REP. JOHN BOEHNER (R-OH), MINORITY LEADER: What’s in the best interests of our country. Not what’s in the best interests of our party. Not what’s in the best interests of our own reelection. What’s in the best interests of our country. Vote yes.

REP. STENY HOYER (D-MD), MAJORITY LEADER: Imagine, my colleagues, that we do nothing. Million more homes will likely be foreclosed on. Banks would likely be unable to lend. Credit, the lifeblood of any economy, might dry up across America.

TEXT ON SCREEN: But the voice of opposition was stronger.

REP. SCOTT GARRET (R-NJ): Last night, I came to the floor and I said you should be alarmed about what Washington is doing, because [of] lack of deliberation. Today I come and say, America, you should be outraged about [what] Washington is about to do, because Washington is not listening to you.

REP. CAROLYN KILPATRICK (D-MI): We can do better, the American people deserve more, and I urge a no-vote on this legislation.

REP. JOHN CULBERSON (R-TX): It is an unprecedented and an unaffordable and an unacceptable expansion of federal power that our kids cannot afford, that we have never seen in the history of this country.

REP. PAUL BROUN (R-GA): But this is essentially Mr. Paulson’s bill to help his friends. And I can’t buy it.

REP. LOUIE GOHMERT (R-TX): And nobody seems to ask: who is it that’s going to manage these assets? I’ve been asking, and finally the answer I got was, “Well, of course we’re going to have to outsource that.” You’re going to outsource it to the very people that caused the problem. We’re going to give them billions for assets they’ve mismanaged, and then we’re going to hire them to manage those assets. Please! Please don’t betray this nation’s great history.

REP. LLOYD DOGGETT (D-TX): Action or inaction today is a false choice. It is a matter of having never seriously considered any alternative in these negotiations to handing over $700 billion to the same Bush administration that has done so much to create this crisis, so little to prevent it, and for whom the vultures have now come home to roost.

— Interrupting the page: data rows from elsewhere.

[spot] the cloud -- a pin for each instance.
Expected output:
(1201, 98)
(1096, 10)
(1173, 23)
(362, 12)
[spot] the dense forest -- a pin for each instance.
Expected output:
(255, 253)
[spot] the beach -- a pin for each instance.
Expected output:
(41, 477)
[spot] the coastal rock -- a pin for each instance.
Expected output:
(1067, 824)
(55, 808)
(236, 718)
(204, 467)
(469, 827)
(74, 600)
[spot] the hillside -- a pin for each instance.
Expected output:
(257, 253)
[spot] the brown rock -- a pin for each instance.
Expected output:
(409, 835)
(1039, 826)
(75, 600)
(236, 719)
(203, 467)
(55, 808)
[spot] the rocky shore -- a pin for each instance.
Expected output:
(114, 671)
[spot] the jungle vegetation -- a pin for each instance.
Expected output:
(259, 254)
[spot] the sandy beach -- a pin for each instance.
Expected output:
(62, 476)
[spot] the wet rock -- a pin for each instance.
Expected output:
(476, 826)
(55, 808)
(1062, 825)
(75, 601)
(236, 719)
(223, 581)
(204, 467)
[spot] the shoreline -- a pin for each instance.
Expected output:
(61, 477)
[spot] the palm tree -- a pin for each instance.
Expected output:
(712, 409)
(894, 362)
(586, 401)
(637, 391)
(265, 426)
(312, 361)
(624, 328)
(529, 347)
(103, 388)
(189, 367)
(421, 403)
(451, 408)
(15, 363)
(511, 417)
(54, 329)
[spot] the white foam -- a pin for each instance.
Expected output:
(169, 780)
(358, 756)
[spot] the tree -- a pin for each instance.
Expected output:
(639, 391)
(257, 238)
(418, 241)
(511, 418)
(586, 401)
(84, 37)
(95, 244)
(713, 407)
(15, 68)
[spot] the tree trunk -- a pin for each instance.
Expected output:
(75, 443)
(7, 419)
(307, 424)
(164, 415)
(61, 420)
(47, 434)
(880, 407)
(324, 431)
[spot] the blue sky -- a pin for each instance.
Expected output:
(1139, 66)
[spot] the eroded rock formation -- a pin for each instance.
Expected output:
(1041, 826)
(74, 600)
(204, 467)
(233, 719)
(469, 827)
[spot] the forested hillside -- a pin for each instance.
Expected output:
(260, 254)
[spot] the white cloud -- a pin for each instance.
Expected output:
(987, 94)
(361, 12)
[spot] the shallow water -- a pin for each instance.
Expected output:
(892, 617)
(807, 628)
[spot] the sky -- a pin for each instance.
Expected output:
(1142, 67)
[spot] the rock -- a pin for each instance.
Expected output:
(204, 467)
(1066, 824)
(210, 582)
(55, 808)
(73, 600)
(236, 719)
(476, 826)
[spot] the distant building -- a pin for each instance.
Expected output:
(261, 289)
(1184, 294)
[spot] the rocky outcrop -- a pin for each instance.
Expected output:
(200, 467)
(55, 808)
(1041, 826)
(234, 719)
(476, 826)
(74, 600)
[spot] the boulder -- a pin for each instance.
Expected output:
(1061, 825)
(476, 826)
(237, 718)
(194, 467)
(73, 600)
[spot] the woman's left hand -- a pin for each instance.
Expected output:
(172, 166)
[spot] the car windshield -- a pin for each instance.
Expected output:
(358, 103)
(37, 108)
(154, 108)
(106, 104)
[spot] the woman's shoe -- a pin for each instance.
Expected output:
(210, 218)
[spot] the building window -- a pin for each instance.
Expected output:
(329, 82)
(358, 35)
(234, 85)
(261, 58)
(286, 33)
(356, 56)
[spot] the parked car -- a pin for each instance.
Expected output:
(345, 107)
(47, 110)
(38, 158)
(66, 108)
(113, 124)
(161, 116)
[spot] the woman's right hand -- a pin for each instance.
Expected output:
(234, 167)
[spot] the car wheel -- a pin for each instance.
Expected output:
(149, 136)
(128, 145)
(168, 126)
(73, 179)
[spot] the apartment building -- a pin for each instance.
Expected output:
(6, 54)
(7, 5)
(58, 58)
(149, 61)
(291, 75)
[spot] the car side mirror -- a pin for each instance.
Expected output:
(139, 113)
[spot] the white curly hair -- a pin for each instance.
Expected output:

REP. JEFF FLAKE (R-AZ): Mr. Speaker, those who believe that they can control and direct the market’s invisible hand will eventually be slapped by it.

REP. PETER DEFAZIO (D-OR): There are less expensive, less risky, targeted regulatory forms and programs that could work better. But, bottom line, President George Bush and his treasury secretary, Henry Paulson, insisted on a top-down Wall Street bailout solution. It’s sort of like the financial surge strategy. And just like the surge in Iraq, as we go into it at the outset, we know it’s not sustainable, and we know it won’t solve the underlying problems.

REP. JEB HENSARLING (R-TX): Does it take America in a direction that you believe America should go? By that test, Madam Speaker, I will vote no on this legislation.

REP. BRAD SHERMAN (D-CA): Some 400 eminent economists, including three Nobel laureates, are asking us to come back and do our job and write a good bill in the next week or so.

REP. JEFF FORTENBERRY (R-NE): The choice between inaction or action today is a false one. In good conscience I cannot support this legislation.

REP. DENNIS KUCINICH (R-OH): What’s good for Wall Street is good for Main Street? Not today.

TEXT ON SCREEN: The bill failed by 23 votes. 133 Republicans and 95 Democrats voted against the bailout package.